Almost every dementia patient has worried family members huddled in
the background, and almost every story about dementia includes a
moment when loved ones plead with the doctor for something—any
medicine, any intervention, anything—to forestall a relentless process
that strips away identity, personality, and ultimately the basic
ability to think. Unfortunately, Evelyn Granieri is the wrong person
to ask. In 2010 she served on a high-level panel of experts that
assessed every possible dementia intervention, from expensive
cholinesterase-inhibiting drugs to cognitive exercises like crossword
puzzles, for the National Institutes of Health; it found no evidence
that any of the interventions could prevent the onslaught of
Alzheimer's. She can—with immense compassion, but equally immense
conviction—explain the reality for now and the immediate future:
"There really is nothing." Dementia is a chronic, progressive,
terminal disease, she says. "You don't get better, ever."
The latest global demographic analysis, from a World Health
Organization report issued earlier this year, paints the dimensions of
that slow-motion catastrophe in quick strokes. An estimated 36 million
people worldwide currently suffer from dementia; experts predict the
number will double, to approximately 70 million, by 2030 and triple by
2050. (China, India, and Latin America in particular face daunting
medico-economic crises.) Since the prevalence of the disease doubles
with every five-year age increment after 65, projections for 2050 put
the total global population at risk for dementia (people 65 or older)
at two billion. The calculus is as grim as it is simple: as more
people live longer, more slide into dementia. Care for those patients
currently costs $100 billion a year in the United States, with a
projected cost over the next 40 years of $20 trillion; by 2050, the
annual cost to U.S. society is projected to be $1 trillion a year.

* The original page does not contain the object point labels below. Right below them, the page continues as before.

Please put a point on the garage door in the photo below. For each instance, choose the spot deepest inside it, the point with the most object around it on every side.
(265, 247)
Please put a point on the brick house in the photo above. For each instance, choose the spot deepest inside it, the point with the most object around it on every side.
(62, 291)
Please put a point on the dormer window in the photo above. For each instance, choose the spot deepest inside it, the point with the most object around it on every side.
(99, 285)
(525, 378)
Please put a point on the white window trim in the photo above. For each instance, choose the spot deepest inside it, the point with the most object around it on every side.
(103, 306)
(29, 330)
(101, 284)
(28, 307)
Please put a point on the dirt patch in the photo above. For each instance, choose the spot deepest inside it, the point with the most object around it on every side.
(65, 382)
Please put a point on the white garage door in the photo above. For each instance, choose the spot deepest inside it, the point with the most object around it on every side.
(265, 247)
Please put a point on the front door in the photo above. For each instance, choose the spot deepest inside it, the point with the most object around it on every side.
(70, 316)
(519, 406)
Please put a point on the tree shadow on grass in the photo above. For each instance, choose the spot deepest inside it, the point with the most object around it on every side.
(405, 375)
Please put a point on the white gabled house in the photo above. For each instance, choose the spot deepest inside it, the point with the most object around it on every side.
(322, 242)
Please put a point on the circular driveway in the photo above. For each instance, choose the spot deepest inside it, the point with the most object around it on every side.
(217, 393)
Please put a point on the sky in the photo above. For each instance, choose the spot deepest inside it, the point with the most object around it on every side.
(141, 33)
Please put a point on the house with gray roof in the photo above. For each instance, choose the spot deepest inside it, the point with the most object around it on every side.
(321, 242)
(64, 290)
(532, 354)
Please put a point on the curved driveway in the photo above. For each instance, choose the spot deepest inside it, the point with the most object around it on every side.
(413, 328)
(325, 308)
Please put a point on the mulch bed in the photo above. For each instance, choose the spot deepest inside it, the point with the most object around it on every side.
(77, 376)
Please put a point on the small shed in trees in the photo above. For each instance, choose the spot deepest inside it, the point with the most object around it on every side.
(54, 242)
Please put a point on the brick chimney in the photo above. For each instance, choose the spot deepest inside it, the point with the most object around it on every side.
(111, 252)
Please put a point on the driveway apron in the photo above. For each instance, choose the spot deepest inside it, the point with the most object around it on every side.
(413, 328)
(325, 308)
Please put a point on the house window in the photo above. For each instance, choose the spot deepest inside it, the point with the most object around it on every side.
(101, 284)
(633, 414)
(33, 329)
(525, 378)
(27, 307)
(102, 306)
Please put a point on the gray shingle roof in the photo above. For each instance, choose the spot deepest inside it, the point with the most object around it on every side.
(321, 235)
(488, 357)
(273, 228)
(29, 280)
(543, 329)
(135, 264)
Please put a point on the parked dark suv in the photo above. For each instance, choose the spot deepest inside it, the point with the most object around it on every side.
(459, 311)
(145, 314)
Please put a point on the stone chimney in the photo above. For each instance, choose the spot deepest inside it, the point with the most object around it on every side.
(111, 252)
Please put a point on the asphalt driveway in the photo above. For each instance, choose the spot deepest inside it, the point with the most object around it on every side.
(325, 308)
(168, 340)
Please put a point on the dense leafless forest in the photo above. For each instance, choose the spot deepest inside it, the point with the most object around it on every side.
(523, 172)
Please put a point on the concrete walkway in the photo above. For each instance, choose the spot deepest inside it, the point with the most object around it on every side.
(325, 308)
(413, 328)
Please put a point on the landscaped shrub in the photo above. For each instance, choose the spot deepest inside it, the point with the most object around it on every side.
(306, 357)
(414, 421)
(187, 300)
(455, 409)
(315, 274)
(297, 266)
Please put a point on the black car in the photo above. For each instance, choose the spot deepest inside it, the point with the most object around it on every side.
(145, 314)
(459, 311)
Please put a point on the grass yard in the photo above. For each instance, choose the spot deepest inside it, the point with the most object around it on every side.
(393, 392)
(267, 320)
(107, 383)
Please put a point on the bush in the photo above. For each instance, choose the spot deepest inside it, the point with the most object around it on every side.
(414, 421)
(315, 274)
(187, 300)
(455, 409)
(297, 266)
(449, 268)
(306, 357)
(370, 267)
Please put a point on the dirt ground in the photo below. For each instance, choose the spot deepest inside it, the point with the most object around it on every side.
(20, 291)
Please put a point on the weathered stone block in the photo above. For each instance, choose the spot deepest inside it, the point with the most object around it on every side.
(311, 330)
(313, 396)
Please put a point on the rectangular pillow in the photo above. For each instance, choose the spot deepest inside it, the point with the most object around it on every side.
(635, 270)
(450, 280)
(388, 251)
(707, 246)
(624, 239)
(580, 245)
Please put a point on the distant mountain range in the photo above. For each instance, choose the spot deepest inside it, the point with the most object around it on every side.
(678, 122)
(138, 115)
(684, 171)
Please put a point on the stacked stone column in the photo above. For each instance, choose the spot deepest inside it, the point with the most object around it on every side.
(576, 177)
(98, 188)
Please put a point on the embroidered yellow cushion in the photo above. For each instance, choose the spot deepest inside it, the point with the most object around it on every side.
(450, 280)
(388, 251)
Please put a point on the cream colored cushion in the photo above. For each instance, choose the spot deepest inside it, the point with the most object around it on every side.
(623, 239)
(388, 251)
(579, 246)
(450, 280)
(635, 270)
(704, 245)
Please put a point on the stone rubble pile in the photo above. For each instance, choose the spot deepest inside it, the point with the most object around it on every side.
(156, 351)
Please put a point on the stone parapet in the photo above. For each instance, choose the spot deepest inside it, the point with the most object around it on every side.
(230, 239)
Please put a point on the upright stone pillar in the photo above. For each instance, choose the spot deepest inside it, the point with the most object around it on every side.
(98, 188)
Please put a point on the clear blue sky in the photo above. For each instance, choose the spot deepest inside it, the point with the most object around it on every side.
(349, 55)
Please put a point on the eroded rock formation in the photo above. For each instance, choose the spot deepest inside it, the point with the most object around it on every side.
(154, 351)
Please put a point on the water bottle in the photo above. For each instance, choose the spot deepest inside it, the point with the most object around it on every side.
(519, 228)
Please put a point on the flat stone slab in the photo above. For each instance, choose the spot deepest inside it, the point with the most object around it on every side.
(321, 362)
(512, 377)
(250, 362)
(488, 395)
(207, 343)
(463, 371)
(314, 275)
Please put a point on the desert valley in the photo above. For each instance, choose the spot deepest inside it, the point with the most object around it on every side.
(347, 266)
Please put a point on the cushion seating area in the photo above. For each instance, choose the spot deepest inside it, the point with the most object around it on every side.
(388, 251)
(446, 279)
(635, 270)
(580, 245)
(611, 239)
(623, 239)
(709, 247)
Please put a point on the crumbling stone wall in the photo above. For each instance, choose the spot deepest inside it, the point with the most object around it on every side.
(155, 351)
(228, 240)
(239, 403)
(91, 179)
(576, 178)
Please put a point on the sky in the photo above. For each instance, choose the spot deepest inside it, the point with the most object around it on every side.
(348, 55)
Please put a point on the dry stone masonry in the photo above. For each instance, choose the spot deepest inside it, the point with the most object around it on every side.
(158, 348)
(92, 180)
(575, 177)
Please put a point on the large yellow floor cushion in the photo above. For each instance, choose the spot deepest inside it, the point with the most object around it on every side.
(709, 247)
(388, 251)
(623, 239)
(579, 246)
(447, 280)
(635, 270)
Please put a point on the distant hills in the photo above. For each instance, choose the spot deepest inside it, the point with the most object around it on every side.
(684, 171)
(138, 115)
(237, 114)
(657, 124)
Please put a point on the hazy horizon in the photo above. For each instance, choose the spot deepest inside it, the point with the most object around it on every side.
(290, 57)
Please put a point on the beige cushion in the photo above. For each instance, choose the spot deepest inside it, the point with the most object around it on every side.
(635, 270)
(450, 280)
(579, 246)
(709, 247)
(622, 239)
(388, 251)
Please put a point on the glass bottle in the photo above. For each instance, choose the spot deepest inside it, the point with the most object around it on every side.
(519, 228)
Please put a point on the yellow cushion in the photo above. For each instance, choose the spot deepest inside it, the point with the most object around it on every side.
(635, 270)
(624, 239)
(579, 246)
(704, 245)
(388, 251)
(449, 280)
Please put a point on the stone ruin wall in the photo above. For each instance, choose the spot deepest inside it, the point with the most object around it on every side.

Not only is dementia distressingly widespread, but the complex overlap
of symptoms and possible causes makes addressing the problem broader
and trickier than just treating Alzheimer's. The emerging reality,
which has become increasingly apparent with better brain imaging, is
that the majority of cases among the elderly are so-called "mixed
dementias"; the cognitive impairment is due to a combination of
vascular problems, such as mini-strokes in discrete parts of the
brain, and the more classic Alzheimer's pattern of amyloid plaques.
Large-scale international studies in the past three years have shown,
according to a recent scientific summary, that dementias caused by
blood-vessel lesions in the brain, including vascular dementia and
mixed dementia, "together comprise the most common forms of dementia
at autopsy in community-based studies."
So, if we are going to cure ageing to give us longer lives, we also
have to cure all the diseases associated with ageing.